The West Virginia teachers strike appeared all but certain to carry into next week after state legislators passed a bill late Saturday that would give educators a smaller raise than the governor had told them they would get.
The state Senate approved a measure granting teachers, other school personnel and state employees a 4 percent raise to end a statewide walkout that has closed schools in every county for seven days.
But the deal announced by Gov. Jim Justice (R) earlier this week ― and the one that the West Virginia House of Delegates had overwhelmingly approved in order to end the work stoppage ― would have given teachers and other school employees a 5 percent raise and state employees a 3 percent raise.
Unions representing school employees weren’t happy with the Senate’s decision to split the difference on raises. If the numbers proposed by Gov. Justice were going to be changed, they said they wanted all state workers brought up to a 5 percent pay hike.
In a joint statement, the unions said, “You do not equalize pay for different groups by simply taking away from one and passing it to another.

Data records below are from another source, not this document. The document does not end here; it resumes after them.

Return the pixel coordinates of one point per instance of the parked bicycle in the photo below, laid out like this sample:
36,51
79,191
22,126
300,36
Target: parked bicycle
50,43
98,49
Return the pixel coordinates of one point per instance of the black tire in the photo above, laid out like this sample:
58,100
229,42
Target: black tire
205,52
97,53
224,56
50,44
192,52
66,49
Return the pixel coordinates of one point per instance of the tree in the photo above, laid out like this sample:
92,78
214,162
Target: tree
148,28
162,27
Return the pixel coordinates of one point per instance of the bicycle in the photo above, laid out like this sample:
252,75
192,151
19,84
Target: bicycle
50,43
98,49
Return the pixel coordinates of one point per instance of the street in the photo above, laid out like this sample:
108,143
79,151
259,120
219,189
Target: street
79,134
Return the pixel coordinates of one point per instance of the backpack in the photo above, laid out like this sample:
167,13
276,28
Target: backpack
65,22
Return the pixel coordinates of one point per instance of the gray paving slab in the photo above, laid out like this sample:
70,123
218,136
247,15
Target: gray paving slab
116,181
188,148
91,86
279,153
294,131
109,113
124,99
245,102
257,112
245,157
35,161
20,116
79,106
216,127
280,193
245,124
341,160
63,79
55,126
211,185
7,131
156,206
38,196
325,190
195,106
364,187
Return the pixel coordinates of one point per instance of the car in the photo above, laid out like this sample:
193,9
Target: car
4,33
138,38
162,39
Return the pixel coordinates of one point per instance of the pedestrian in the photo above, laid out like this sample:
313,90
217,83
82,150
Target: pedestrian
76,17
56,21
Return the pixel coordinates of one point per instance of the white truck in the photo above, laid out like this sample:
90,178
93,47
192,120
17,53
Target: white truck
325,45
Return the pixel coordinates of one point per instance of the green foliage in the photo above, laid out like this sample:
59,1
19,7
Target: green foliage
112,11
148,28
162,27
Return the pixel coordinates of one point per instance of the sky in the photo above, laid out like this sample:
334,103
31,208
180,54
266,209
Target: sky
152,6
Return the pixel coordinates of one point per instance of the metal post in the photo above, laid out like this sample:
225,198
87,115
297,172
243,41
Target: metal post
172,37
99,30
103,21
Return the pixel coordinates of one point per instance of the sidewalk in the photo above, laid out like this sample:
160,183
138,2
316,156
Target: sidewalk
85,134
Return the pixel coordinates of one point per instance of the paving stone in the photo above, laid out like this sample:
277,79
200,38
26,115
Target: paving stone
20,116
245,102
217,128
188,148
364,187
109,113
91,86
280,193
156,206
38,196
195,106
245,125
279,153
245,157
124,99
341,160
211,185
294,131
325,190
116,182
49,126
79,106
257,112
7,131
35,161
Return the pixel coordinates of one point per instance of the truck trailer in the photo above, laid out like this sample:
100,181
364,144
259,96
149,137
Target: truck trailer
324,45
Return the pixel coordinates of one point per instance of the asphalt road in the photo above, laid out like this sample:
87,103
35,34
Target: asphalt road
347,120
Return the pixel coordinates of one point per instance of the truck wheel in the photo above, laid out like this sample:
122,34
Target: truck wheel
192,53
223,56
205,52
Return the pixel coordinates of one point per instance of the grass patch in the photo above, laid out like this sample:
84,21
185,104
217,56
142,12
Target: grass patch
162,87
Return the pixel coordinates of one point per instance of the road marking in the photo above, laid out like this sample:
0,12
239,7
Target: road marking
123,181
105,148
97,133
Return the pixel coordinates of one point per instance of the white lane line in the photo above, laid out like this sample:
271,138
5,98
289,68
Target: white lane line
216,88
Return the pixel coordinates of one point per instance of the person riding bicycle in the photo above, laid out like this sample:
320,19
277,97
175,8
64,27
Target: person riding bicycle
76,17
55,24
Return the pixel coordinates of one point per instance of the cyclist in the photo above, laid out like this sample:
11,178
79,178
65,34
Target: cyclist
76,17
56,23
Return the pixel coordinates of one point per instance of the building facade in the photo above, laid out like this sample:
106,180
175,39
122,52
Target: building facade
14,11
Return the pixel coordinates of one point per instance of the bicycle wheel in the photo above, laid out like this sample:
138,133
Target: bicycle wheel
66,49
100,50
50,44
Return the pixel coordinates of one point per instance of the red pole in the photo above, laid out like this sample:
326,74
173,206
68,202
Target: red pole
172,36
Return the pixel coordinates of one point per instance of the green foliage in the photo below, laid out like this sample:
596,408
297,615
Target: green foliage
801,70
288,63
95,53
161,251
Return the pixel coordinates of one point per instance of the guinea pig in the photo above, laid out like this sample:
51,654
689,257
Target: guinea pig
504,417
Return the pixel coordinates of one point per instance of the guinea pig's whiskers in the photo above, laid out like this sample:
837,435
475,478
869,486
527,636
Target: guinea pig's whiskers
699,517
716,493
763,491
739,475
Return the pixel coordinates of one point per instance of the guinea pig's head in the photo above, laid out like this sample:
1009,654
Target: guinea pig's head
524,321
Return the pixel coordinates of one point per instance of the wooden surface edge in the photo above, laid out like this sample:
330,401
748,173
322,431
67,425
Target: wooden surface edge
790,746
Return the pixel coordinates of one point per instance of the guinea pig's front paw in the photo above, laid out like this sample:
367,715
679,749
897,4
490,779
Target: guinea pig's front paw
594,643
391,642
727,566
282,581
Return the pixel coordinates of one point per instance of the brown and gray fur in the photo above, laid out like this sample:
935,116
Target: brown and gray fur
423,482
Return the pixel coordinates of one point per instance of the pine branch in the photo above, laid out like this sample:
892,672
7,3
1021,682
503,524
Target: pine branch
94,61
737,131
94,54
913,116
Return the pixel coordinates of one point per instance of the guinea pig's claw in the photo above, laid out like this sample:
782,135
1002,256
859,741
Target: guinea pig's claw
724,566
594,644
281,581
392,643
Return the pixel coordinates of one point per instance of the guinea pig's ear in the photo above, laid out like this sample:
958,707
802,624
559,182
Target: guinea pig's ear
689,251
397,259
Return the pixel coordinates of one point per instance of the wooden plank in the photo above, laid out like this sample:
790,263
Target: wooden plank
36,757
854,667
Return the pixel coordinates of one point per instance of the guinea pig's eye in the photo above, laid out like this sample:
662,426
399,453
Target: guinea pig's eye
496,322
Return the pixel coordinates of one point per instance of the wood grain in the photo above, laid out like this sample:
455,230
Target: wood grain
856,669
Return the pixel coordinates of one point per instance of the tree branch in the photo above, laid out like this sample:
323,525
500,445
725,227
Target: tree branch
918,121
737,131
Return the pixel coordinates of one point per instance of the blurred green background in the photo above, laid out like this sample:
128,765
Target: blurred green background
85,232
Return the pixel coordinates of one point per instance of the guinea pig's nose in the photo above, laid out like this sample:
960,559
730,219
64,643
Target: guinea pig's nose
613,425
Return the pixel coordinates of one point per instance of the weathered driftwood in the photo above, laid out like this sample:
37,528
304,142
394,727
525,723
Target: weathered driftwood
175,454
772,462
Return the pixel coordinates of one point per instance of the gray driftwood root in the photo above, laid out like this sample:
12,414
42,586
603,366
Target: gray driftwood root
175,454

The purpose of this is clear ― to divide us and pit us against each other.”
They called on protesters to fill the halls of the state capitol in Charleston again next week: “All public schools will be closed again on Monday and remain closed until the Senate honors the agreement that was made.”
Teachers and other school personnel began their walkout on Feb. 22, closing schools in all 55 of the state’s counties in an unprecedented show of solidarity. It was the first teachers strike of its kind to hit the state in nearly 30 years.

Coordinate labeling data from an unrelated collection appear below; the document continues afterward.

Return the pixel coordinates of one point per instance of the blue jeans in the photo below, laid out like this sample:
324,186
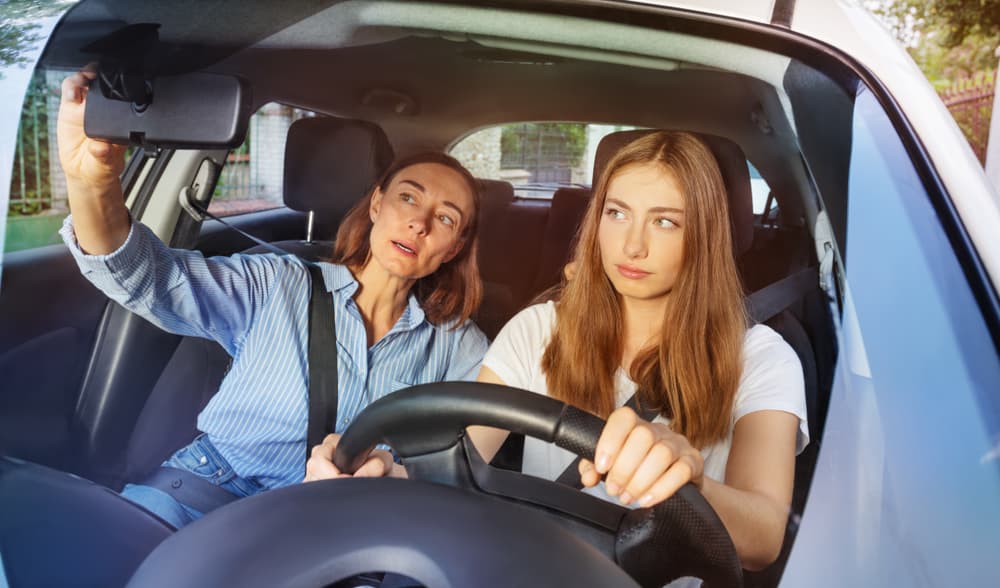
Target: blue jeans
200,457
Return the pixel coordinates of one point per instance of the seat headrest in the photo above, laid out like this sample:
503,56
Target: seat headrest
735,175
331,163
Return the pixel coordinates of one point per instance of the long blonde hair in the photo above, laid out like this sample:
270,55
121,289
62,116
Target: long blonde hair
691,374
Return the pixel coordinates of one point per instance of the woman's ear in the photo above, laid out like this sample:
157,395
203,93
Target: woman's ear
375,205
455,250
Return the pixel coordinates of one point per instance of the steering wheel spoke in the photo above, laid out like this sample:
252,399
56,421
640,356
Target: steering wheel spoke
425,425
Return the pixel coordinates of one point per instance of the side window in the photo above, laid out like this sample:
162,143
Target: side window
38,202
759,189
537,158
253,177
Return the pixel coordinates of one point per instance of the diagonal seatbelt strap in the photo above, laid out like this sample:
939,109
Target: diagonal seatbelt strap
322,361
199,209
770,300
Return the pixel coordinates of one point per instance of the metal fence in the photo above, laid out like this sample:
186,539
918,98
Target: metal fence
971,104
547,152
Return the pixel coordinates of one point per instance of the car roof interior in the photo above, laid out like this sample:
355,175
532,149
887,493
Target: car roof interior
404,66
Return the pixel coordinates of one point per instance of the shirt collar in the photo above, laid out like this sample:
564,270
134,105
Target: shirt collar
339,279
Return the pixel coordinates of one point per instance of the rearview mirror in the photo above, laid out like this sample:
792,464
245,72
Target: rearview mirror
196,110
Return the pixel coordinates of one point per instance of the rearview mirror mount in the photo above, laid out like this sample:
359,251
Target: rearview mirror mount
194,110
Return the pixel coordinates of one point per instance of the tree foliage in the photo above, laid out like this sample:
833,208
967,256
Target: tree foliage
19,27
949,39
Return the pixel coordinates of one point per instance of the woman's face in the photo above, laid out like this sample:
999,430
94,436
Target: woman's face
418,220
641,233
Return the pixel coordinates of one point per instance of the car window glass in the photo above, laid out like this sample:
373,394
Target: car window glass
38,202
759,189
253,176
537,158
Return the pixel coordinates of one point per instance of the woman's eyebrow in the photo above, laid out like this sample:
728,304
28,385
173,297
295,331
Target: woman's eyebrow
660,209
414,184
654,210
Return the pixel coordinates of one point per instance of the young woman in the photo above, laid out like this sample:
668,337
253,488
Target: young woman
655,308
403,277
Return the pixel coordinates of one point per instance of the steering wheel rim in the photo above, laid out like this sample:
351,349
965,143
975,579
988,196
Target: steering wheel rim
425,425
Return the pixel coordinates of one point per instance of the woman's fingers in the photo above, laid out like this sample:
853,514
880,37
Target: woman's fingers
657,461
616,431
684,470
642,461
320,466
588,473
633,454
320,463
379,464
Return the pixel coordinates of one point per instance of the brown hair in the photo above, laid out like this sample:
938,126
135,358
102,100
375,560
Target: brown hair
454,290
692,372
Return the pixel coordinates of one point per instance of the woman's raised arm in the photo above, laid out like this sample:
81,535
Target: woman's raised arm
92,168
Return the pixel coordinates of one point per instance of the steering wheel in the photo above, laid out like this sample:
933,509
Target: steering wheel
457,521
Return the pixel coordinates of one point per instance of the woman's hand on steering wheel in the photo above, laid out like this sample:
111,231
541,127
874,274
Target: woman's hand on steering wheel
642,461
320,464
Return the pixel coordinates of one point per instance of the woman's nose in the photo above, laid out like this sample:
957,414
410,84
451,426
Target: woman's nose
419,224
635,242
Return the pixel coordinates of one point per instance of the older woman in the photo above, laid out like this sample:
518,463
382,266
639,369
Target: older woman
403,278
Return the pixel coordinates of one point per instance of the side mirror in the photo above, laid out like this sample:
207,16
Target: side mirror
195,110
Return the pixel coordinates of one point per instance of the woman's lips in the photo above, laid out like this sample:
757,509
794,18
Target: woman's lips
405,249
632,273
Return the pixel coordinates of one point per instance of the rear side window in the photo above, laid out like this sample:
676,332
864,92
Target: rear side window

Workers are demanding that the state curb their rising health insurance costs and give them significant pay hikes after years of stagnant wages. Teachers haven’t seen an across-the-board raise since 2014, and increasing health premiums have caused some workers’ take-home pay to decrease. West Virginia ranks 48th out of 50 states and the District of Columbia in teacher pay, according to the National Education Association.

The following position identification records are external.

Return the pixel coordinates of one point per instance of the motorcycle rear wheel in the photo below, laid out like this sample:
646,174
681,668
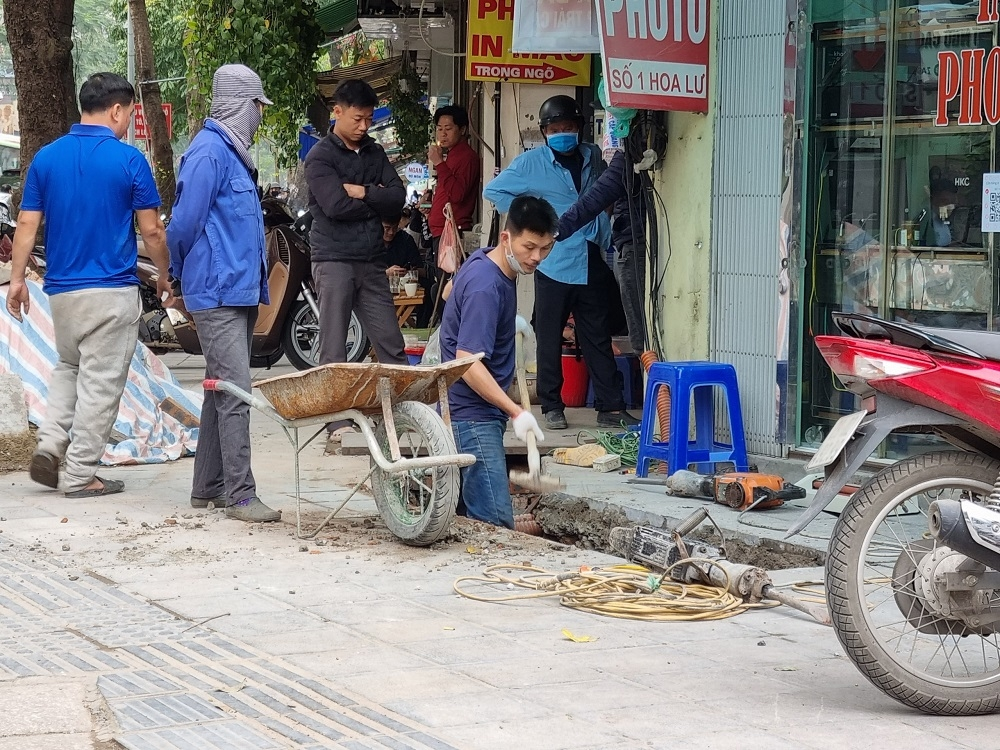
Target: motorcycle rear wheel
300,337
880,531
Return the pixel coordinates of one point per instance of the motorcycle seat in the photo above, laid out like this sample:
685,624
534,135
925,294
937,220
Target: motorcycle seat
986,343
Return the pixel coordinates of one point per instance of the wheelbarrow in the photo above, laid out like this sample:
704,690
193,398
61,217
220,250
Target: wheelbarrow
414,461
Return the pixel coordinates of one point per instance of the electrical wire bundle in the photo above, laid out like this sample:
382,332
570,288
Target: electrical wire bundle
624,591
624,445
647,132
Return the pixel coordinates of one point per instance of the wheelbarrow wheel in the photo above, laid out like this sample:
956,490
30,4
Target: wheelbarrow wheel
417,506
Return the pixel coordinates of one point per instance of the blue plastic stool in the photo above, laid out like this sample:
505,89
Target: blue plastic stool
628,366
683,379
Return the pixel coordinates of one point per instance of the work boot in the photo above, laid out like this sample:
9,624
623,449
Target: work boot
555,419
252,510
620,419
202,502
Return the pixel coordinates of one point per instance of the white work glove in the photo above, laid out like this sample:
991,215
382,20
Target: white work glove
524,423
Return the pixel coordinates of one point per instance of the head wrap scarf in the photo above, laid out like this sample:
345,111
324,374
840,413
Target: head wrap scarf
236,90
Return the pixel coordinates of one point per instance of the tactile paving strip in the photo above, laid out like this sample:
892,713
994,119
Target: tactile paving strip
170,684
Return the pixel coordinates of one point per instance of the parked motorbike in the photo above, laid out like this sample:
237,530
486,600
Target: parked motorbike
288,326
913,571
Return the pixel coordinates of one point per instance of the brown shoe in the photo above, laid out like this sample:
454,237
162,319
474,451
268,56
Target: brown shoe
45,469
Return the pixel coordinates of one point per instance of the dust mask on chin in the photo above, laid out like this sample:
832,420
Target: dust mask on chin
508,253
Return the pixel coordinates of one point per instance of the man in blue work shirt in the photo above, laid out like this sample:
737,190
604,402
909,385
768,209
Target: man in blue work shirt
573,278
216,239
479,317
90,187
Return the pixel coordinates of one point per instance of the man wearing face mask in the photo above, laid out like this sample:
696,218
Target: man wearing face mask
572,279
479,317
217,254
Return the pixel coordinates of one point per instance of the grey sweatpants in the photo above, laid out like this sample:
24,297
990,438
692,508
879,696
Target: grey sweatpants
96,331
364,288
222,461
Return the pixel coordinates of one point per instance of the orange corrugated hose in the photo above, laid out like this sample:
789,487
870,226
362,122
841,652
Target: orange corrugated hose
662,404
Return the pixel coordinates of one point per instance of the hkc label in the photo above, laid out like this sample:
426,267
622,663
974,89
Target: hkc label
491,28
656,53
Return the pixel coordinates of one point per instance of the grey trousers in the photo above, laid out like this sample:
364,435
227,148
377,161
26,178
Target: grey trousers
96,331
364,288
630,270
222,461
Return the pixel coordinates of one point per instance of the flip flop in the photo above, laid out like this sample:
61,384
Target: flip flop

On Tuesday, it seemed the strike might be resolved when Justice announced his pay raise plan alongside union leaders. But many rank-and-file workers didn’t trust that Justice had the necessary votes, and they decided to continue the strike until a resolution was guaranteed.
Their concerns were well justified. Republican state senators apparently were not onboard with the plan that the governor announced. After it was passed by the House, they amended the bill so that the teachers’ pay hike would be dropped to 4 percent, all but guaranteeing that the unions would reject it.
The late Saturday night at the capitol came with some added drama. At first, senators accidentally passed a bill with language giving teachers the 5 percent raise they did not intend to give them.
The lawmakers had to go through several procedural steps to recall the bill, amend it to a 4 percent raise and pass it again.